Poundland owner Pepco has recorded an increase in annual sales and profits as it made “good progress” in its strategic plans.
The company said it would invest further to maintain its competitive advantage.
Total like-for-like sales grew 10.2 per cent in the fourth quarter and 9.8 per cent in the year to September 30.
In the fourth quarter, Poundland was ahead one per cent and 3.1 per cent in the year.
Full-year underlying EBITDA is expected to come in between €640 million and €655 million, which the retailer said would be at the upper end of analysts’ expectations, generating growth of 45 per cent growth versus “the mid-point on the Covid-impacted prior year”.
“We delivered another strong trading performance and made good progress against our strategic plans during the year,” Pepco chief executive Andy Bond said.
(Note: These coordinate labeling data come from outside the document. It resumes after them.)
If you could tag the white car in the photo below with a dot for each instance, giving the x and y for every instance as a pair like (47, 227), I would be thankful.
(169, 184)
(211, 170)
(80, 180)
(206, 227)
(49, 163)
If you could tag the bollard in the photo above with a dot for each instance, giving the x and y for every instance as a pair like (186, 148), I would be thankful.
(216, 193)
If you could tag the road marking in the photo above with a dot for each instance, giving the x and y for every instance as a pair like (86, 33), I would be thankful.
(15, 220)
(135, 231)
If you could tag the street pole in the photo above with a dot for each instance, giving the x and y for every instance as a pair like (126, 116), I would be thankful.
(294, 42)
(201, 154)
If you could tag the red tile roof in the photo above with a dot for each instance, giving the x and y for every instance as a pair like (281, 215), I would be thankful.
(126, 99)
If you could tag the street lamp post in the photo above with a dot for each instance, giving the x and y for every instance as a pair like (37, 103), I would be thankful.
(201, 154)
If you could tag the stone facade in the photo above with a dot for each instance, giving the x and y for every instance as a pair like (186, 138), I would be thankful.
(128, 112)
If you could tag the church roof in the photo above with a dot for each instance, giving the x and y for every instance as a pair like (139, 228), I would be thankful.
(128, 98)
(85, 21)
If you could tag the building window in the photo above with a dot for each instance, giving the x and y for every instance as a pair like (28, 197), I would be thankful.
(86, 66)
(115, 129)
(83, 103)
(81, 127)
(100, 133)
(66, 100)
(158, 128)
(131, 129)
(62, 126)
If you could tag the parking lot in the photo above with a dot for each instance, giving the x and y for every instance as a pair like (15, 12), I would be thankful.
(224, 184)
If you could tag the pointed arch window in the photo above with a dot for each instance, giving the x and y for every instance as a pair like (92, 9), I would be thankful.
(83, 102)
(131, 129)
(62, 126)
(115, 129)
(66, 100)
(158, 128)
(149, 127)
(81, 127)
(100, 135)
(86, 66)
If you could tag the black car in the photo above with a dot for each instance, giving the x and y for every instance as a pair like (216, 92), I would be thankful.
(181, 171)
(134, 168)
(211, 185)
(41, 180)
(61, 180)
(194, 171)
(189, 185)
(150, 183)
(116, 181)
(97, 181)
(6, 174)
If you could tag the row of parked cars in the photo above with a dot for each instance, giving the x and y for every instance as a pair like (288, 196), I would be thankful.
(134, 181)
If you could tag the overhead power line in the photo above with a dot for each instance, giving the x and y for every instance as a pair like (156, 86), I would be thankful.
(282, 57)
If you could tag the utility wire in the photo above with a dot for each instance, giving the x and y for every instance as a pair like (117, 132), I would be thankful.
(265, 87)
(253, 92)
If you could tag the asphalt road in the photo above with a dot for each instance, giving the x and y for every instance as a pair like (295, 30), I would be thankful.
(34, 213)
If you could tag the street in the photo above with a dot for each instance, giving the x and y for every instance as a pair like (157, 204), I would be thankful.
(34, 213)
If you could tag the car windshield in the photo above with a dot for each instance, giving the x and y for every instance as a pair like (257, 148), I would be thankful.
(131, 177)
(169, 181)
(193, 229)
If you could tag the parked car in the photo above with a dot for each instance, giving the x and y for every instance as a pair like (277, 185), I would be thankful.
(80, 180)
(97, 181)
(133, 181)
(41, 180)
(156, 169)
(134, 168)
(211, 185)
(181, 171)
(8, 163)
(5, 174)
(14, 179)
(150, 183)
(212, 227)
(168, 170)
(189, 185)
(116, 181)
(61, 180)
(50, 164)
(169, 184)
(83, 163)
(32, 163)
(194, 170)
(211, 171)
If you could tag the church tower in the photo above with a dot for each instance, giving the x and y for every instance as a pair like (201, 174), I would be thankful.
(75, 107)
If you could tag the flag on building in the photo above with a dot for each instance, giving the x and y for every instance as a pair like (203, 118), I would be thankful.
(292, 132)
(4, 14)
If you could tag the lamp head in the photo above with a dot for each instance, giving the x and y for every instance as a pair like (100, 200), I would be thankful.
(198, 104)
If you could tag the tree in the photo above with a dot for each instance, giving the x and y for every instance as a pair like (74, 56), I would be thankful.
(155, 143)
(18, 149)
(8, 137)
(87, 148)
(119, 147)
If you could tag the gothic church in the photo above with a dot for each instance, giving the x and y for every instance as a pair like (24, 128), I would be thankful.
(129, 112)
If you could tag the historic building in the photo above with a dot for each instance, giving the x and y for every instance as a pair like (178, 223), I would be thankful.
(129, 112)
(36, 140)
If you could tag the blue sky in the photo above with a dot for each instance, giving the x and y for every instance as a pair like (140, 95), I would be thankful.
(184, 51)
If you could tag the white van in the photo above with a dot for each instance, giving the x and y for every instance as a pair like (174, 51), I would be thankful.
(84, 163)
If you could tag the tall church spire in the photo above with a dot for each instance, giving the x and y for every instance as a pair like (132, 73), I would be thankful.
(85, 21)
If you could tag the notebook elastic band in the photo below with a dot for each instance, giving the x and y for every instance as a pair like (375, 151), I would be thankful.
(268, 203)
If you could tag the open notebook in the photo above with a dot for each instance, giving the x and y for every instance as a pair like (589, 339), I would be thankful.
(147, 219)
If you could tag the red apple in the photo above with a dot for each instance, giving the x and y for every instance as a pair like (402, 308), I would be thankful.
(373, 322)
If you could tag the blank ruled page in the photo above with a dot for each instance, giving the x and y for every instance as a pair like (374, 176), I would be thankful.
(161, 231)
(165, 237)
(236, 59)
“Despite the operational challenges from Covid disruption, we continued to open new stores across all three of our brands, opening 141 in the final quarter.
“We are encouraged by the initial performance of the western European Pepco stores across Italy, Austria and Spain.
“We are also pleased by the results of our store renewal programme in driving our like-for-like performance and enhancing the customer experience.
“As consumer demand and business activity returned following Covid impacts, pressure on global supply chains has increased with reduced raw material availability leading to commodity inflation, further compounded by constrained container capacity, which significantly increased shipping costs from the final quarter.
“Through a combination of actions taken in our operating model and our unique Far East direct sourcing operation, PGS, which has strong direct supplier and factory relationships, we have quickly taken operational action to mitigate these impacts.
“In order to further drive our significant growth plans and recognising the financial strength of the group alongside the price-sensitive nature of our core customer, we intend to invest into our price proposition to maintain our price advantage.
“We have developed clear plans to reduce our operating cost base through leveraging our increased scale and capability to maintain the continued delivery of our profit growth.
“While the backdrop against which we operate will remain challenging for some time, we remain confident in the significant growth opportunity we have, our plans to achieve it and meeting future market expectations.”